Dokładnie sto lat przed rokiem 2112, dnia 12 grudnia warto przypomnieć kultową płytę formacji Rush, tym bardziej że pasuje ona również do apokaliptycznych klimatów jakie stworzyli nam pseudonaukowcy czytający kalendarz Majów. Co prawda u mnie pewne zmiany, ale nie jestem aż takim megalomanem by twierdzić, że Majowie mieli mnie uwzględnionego w swoich przepowiedniach. Tak może tylko Rybitzky (którego z tego miejsca pozdrawiam) ale dobra, koniec tych głupot i do rzeczy.

W 1976 roku wciąż bardzo młodzi panowie Lee, Lifeson i Peart stworzyli przełomowe dzieło, nie tylko w swojej karierze ale i dla muzyki rockowej w ogóle. 2112 łączy w sobie zadziorność hard rocka i rozbudowane aranżacje charakterystyczne dla rocka progresywnego.  Panowie stawiają przede wszystkim na tradycyjny zestaw gitara-bas-perkusja, wszystko zaś uzupełnia wysoki i agresywny wokal Geddyego Lee. Syntezatorów tu niewiele, właściwie w głównej fakturze muzycznej nie występują, klimat buduje gitara akustyczna przemieszana z niemalże heavy metalowymi riffami. Całość i po latach robi wrażenie, gdyż korzystając z prostych środków, udało się stworzyć muzykę niebanalną i nacechowaną niezwykłą dokładnością wykonawczą, która stała się wizytówką Rush. W połowie lat 70 nikt nie grał tak precyzyjnie i technicznie.

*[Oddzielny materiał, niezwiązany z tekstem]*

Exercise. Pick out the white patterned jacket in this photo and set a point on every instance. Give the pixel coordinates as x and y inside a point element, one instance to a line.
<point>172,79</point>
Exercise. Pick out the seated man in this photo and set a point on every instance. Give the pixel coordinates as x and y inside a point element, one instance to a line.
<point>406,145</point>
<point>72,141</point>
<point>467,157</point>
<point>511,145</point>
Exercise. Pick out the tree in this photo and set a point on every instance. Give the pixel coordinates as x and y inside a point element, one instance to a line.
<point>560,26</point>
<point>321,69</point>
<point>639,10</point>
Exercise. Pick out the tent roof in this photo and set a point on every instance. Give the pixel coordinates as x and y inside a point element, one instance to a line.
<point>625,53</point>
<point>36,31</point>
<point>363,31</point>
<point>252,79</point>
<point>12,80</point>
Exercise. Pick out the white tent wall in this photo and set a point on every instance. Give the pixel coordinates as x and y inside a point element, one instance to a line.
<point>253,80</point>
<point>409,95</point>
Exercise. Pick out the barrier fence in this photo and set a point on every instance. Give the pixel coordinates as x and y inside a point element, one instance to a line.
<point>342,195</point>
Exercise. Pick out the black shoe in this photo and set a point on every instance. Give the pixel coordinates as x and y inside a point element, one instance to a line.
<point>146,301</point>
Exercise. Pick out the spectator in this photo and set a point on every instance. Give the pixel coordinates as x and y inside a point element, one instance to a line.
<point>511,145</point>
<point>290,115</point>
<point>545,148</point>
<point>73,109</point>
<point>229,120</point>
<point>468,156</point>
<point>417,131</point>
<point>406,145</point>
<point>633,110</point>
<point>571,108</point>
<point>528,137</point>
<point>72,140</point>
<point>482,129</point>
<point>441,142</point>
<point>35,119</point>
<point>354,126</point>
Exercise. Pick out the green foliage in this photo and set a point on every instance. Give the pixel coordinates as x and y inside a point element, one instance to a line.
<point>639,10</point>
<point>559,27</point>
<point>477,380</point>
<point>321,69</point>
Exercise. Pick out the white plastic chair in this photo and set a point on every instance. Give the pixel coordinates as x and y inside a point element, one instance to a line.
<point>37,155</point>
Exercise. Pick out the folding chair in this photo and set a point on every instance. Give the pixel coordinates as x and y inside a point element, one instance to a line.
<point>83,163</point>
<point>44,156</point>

2112 dzieli się na dwie części, jak dwie strony analoga. Pierwsza to trwająca 20 minut suita tytułowa, druga składa się z pięciu luźnych kawałków od spokojnych ballad do ostrych hard rockowych wymiataczy w rodzaju Something For Nothing. W zasadzie po album mogą sięgnąć zarówno fani rocka progresywnego jak i hard rocka w wydaniu klasycznym. Jednak 2112 to coś więcej niż sama muzyka, to też pewne przesłanie Neila Pearta odpowiedzialnego za teksty Rush od 1974 roku kiedy dołączył do zespołu. Utwór tytułowy został zainspirowany nowelą Ayn Rand "Hymn", co zresztą zostało odnotowane we wkładce płyty. Jest to bliźniacza historia opowiadająca o człowieku z przyszłości, żyjącym w zdehumanizowanym świecie ułożonym na wzór komunistycznych ideałów marksizmu i leninizmu gdzie kolektyw odgrywa kluczową rolę w kształtowaniu społeczeństw, a wszystko nadzorowane jest przez skomputeryzowanych kapłanów mających na celu utrzymanie status quo. Ów człowiek w jednej ze starych jaskiń odnajduje gitarę, którą bezskutecznie stara się zainteresować "planistów rzeczywistości". Oni nie przewidzieli dla tegoż instrumentu miejsca w swoim świecie, "on nie pasuje do planu" i grozi unicestwieniem porządku od dawna ustalonego przez strażników jedynej słusznej prawdy. Gitara zostaje zniszczona. Protagonista wracając do domu doznaje olśnienia, starożytna wyrocznia pokazuje mu świat sprzed panowania kapłanów Syrinxa, gdzie ludzie byli wolni i mogli wykazać się kreatywnością. Całość kończy się dość niejasno, wiemy że następuje bunt "indywidualistów" chcących przywrócić stary porządek lecz słowa „Uwaga wszystkie planety Słonecznej Federacji! Przejęliśmy kontrolę!”, mogą oznaczać zarówno opanowanie kontrrewolucji jaki i zwycięstwo ludzi wolnych nad tymi którzy zniewalają. Neil Peart w jednym z wywiadów wyraźnie zasugerował to drugie rozwiązanie.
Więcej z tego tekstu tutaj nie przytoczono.